The mist lifted, finally. He was in a Vramen ship that droned through space, and when he looked through the scanner he could see quite clearly. He saw the Star.

It blazed in triumphant opal glory, pouring its iridescence upon its little planet. He did not think it would blaze long. He thought that if men ever came again they would find it drowned in dust as Clede had promised, and so the long fight between Vramen and Hooman was over. Men would no longer search for Althar and Thayn would have the quiet of eternity around her.

"Hammond-"

Quobba spoke beside him. He could see the others, Iva looking earnestly toward him, Jon Wilson sitting sunken and sad amid the wreck of his long hopes. But of them only Quobba had quite dared approach him.

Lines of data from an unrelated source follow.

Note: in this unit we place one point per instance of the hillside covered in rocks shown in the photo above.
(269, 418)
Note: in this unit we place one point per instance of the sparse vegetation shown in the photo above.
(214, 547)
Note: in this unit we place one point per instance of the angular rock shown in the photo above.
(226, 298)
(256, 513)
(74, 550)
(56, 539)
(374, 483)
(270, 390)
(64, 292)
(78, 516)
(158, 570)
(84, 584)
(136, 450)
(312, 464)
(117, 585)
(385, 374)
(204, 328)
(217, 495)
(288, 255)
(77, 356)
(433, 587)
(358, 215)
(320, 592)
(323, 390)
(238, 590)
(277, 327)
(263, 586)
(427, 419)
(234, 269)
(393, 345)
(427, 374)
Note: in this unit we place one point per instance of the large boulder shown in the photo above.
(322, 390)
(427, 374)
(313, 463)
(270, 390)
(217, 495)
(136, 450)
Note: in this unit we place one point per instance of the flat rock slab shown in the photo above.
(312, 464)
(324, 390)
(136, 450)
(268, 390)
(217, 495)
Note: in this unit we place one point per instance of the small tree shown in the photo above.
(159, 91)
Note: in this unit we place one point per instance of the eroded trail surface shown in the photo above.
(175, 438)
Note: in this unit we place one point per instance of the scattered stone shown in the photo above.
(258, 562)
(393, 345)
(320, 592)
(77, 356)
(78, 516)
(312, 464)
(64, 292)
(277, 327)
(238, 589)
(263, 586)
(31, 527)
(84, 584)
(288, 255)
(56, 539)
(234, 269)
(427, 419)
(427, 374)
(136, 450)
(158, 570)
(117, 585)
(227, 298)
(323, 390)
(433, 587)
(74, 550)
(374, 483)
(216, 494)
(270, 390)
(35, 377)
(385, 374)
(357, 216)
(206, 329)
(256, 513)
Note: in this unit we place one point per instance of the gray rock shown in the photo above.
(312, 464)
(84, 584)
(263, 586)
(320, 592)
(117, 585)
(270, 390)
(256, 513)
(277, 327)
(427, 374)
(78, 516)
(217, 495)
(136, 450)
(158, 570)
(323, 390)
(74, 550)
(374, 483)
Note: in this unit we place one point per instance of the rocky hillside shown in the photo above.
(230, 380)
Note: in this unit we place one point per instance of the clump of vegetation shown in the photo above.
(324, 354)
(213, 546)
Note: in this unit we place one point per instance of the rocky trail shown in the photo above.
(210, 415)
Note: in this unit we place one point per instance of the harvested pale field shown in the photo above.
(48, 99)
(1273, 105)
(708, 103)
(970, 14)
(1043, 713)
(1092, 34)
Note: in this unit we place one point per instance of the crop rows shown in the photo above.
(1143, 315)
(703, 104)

"It's not the end of everything." he said. "They'll take us back to Kuum, but the way things turned out I think they'll soon let us go. You'll forget-"

"No," said Hammond.

Quobba shuffled. "Well, maybe not. But remember, there's all space to roam, and it'll be free now that the Vramen have nothing more to hide. And you're a spaceman, one of the first of us all. That's something to hang to, Hammond."

"Is it?" asked Hammond. "Was it such a good thing to conquer space? We thought it would be, back in the Twentieth Century. But was it?"

He looked out into the blind light and darkness of the universe but there was no answer there for his question. There would never be an answer, for it was not a matter of good or ill. Man could not choose now, he had made his choice long ago when as half-man he had looked up at the stars and coveted them. He would look farther yet with desire, upon galaxies and realms beyond present thinking, and would struggle for them, falling into many a cosmic trap like the one here, and always striving pitifully to snatch individual happiness before he died in that struggle.

It came to Hammond that he had had the happiness which so many grasped for and missed. He had had to come far across time and space to find it and he had had it only for an hour, a day, but he had had it, and he had the memory of it, and of a sudden he was strangely content.